I’m using a camera drone to do a photogrammetric survey of an area. Currently, I’m experimenting with RTK to increase the precision of the georeferencing for the images. To estimate the expected gain, I did the following setup:
I start the drone and wait until the RTK fix is established and a home position is acquired. Then, I take of, fly a few metres away, invoke RTL and check the deviation of starting and landing place.
The results so far have been underwhelming. There is virtually no difference between flights with RTK and 3D fix.
My Questions:
What can be the cause of these deviations and how can I further debug them?
I heard that tweaking the parameter EK2_POSNE_M_NSE can force the EKF to favor GPS measurements over everything else, but I also heard reports of crashes due to normally harmless GPS glitches. What is your standpoint regarding this parameter?
Also, is my test setup working at all or is it flawed in some way? Note that, in the end, I don’t really need precision landing, I just need precise position reports during flight.
About my setup:
My drone has a companion computer (cc) with internet access. The cc now runs mavproxy with the NTRIP module and feeds the received corrections to a CubeOrange via the USB serial port.

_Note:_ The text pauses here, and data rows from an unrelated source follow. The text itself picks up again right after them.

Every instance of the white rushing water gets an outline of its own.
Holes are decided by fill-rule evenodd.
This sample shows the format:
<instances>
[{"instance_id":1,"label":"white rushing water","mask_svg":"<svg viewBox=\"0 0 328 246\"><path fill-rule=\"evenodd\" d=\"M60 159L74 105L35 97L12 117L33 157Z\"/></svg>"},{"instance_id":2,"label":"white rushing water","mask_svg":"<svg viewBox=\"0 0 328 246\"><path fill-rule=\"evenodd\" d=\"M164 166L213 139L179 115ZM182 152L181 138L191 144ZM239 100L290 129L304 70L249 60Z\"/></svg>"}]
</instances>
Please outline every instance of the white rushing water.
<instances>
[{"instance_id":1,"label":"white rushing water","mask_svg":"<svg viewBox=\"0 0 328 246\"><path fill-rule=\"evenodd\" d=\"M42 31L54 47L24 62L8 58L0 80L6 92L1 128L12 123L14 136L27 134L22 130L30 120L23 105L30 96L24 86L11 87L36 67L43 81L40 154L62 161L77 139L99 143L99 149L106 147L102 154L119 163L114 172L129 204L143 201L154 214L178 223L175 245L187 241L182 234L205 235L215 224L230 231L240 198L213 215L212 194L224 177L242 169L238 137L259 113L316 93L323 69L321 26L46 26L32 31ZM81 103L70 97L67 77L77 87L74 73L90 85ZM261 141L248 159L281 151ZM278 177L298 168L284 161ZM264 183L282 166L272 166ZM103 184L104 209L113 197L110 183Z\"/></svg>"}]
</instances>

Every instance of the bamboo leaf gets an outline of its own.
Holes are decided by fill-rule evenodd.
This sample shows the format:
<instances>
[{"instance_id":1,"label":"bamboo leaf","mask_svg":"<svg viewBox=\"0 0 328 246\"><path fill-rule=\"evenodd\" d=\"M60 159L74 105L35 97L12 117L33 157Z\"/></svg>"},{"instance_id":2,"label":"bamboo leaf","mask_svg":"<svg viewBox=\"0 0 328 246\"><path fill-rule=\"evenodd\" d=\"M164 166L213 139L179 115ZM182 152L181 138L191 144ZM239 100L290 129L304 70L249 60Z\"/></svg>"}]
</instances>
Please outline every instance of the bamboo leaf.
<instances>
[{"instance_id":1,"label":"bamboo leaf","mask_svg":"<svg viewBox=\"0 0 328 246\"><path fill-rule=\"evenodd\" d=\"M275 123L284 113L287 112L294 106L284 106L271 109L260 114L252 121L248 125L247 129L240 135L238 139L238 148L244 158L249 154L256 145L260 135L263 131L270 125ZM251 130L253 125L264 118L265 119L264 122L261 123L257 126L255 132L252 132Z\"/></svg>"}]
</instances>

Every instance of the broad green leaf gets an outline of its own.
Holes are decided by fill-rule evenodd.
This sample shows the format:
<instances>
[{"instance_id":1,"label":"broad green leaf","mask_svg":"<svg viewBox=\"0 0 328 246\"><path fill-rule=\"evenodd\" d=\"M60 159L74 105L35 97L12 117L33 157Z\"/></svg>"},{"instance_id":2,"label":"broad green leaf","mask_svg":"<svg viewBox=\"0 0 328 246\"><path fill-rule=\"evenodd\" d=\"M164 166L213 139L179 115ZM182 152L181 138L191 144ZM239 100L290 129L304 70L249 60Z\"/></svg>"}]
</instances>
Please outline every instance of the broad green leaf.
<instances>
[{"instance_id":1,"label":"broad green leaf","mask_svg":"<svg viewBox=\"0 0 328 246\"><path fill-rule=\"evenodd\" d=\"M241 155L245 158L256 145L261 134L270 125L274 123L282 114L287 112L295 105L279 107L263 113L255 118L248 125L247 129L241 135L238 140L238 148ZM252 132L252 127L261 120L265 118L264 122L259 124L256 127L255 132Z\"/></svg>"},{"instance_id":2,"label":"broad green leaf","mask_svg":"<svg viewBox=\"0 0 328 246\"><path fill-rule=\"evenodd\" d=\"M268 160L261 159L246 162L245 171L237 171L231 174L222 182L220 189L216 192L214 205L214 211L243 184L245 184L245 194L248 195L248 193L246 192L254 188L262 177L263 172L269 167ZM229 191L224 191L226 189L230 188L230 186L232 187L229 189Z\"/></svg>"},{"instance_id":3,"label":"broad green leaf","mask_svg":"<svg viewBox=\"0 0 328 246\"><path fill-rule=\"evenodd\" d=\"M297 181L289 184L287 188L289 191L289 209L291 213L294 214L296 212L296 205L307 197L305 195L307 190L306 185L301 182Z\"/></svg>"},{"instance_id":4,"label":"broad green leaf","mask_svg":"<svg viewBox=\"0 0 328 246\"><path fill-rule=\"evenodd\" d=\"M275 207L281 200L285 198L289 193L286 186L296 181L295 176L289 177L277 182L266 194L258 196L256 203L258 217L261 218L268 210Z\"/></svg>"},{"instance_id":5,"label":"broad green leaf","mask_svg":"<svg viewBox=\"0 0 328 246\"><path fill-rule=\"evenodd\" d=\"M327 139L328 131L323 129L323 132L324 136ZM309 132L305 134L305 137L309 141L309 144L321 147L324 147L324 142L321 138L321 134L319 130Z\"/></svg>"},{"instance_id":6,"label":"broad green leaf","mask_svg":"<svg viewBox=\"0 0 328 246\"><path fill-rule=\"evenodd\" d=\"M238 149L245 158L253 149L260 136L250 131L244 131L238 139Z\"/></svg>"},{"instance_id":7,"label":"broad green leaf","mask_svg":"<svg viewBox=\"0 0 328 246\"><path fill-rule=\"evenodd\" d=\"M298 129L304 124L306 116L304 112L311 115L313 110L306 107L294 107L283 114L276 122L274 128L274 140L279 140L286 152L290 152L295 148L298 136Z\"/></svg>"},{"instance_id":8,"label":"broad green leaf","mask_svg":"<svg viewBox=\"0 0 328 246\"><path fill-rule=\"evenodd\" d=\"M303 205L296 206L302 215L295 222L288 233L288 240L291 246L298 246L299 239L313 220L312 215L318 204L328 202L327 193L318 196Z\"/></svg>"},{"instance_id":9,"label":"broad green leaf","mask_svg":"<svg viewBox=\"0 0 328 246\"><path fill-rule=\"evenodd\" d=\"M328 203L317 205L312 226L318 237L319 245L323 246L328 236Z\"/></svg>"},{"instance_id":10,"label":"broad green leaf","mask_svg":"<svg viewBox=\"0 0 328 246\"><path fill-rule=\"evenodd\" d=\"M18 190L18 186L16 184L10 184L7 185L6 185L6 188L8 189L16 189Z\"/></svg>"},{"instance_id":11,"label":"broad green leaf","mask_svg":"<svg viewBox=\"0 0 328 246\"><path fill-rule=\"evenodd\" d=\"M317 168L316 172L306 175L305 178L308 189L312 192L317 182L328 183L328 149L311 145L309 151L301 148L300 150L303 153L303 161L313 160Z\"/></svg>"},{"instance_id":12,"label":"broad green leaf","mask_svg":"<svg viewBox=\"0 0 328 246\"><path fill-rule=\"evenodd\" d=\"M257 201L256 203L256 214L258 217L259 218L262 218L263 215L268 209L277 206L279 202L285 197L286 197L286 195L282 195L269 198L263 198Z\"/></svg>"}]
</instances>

As NTRIP caster I used SAPOS, which is a positioning service operated by the german government that maintains around 270 reference stations in germany. It’s high precision service (HEPS) claims to offer a precision of 1-2cm.
Example flight logs are here (with RTK) and here (without RTK).
In my experience, RTK float is problematic and less stable than a normal 3D fix. Furthermore, if you don’t fly for long, the absolute positions in the 3D fix are less accurate than with the RTK fix, but if you land again immediately, you may have the same satellite constellation as at take-off and therefore only a relative coordinate shift.
Older RTK receivers from M8 family struggle with getting and maintaining RTK fixed lock. This may be the cause of poor performance if you are running one of those.
The line slopes between timestamps of reported status. So it goes from 5 to 6 in 200ms, and that 200ms period shows a slope. It’s an artifact of the graph display.
5.39 is the mean (average) over the entire displayed timeframe, meaning that it spent more time at 5 (RTK Float) than 6 (RTK Fixed).
They seemingly do, I didn’t realize how big differences between different modules can be.
I just came across this post, comparing an M8P to a F9P module.
Looking at the prices, the Here4 is sold for almost the same price as the Here3+ (august 2024). Could one conclude that it makes no sense to still favor a Here3+ over a Here4?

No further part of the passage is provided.